If anyone could figure out any of these, I would greatly appreciate it! Thanks!
• Jun 5th 2008, 11:20 AM
o_O
$\displaystyle \forall \epsilon > 0, \exists \delta > 0$ such that $\displaystyle |x - c| < \delta \: \: \Rightarrow \: \: |f(x) - f(c)| < \epsilon$

1.(a) c = 0:
$\displaystyle |f(x) - f(c)| = |\sqrt[3]{x} - \sqrt[3]{0}| < \epsilon$
$\displaystyle |\sqrt[3]{x}| < \epsilon$
$\displaystyle |x| < \epsilon^{3}$

We know that |x - c| = |x - 0| = |x| < delta and we know that |x| < epsilon cubed. What should we choose delta to be?

(b) c not 0:
$\displaystyle |f(x) - f(c)| = |\sqrt[3]{x} - \sqrt[3]{c}| < \epsilon$
$\displaystyle \iff |x^{\frac{1}{3}}-c^{\frac{1}{3}}| \cdot \left|\frac{ x^{\frac{1}{9}} + x^{\frac{1}{9}}c^{\frac{1}{9}} + c^{\frac{1}{9}} }{x^{\frac{1}{9}} + x^{\frac{1}{9}}c^{\frac{1}{9}} + c^{\frac{1}{9}} }\right| < \epsilon$
(Think of x - c as a difference of cubes. So, the $\displaystyle x^{\frac{1}{3}} - c^{\frac{1}{3}}$ corresponds to the $\displaystyle (a-b)$ part of $\displaystyle a^{3} - b^{3} = (a-b)(a^2 + ab +b^2)$)

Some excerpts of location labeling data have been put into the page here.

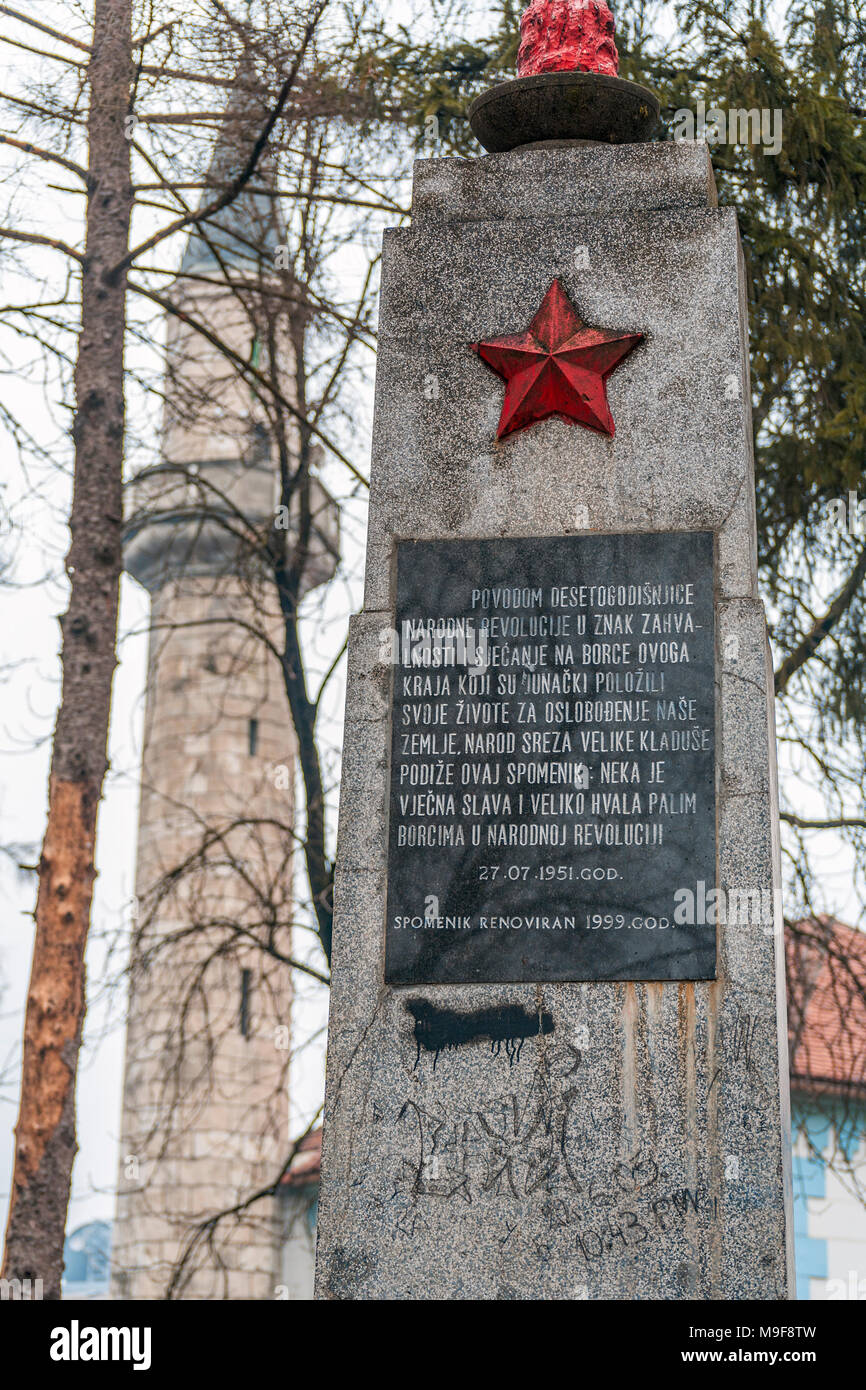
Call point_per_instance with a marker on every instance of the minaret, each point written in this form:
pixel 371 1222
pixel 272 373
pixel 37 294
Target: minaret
pixel 205 1121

$\displaystyle \iff \frac{|x-c|}{|x^{\frac{1}{9}} + x^{\frac{1}{9}}c^{\frac{1}{9}} + c^{\frac{1}{9}}|} < \epsilon$

etc.

2. $\displaystyle |f(x) - f(c)| < \epsilon$
$\displaystyle |ax + b - (ac + b)| < \epsilon$
$\displaystyle |ax - ac| < \epsilon$
$\displaystyle |a| \: |x - c| < \epsilon$
$\displaystyle |x-c| < \frac{\epsilon}{|a|}$

and the conclusion follows.
• Jun 5th 2008, 01:15 PM
ThePerfectHacker
Quote:

(4) Assume $\displaystyle h: \mathbb{R} \rightarrow \mathbb{R}$ is continuous on $\displaystyle \mathbb{R}$ and let $\displaystyle K = \{x: h(x) = 0\}$. Show that $\displaystyle K$ is a closed set.
Hint: If $\displaystyle A$ is a closed set then $\displaystyle h^{-1}(A)$ would be a closed set.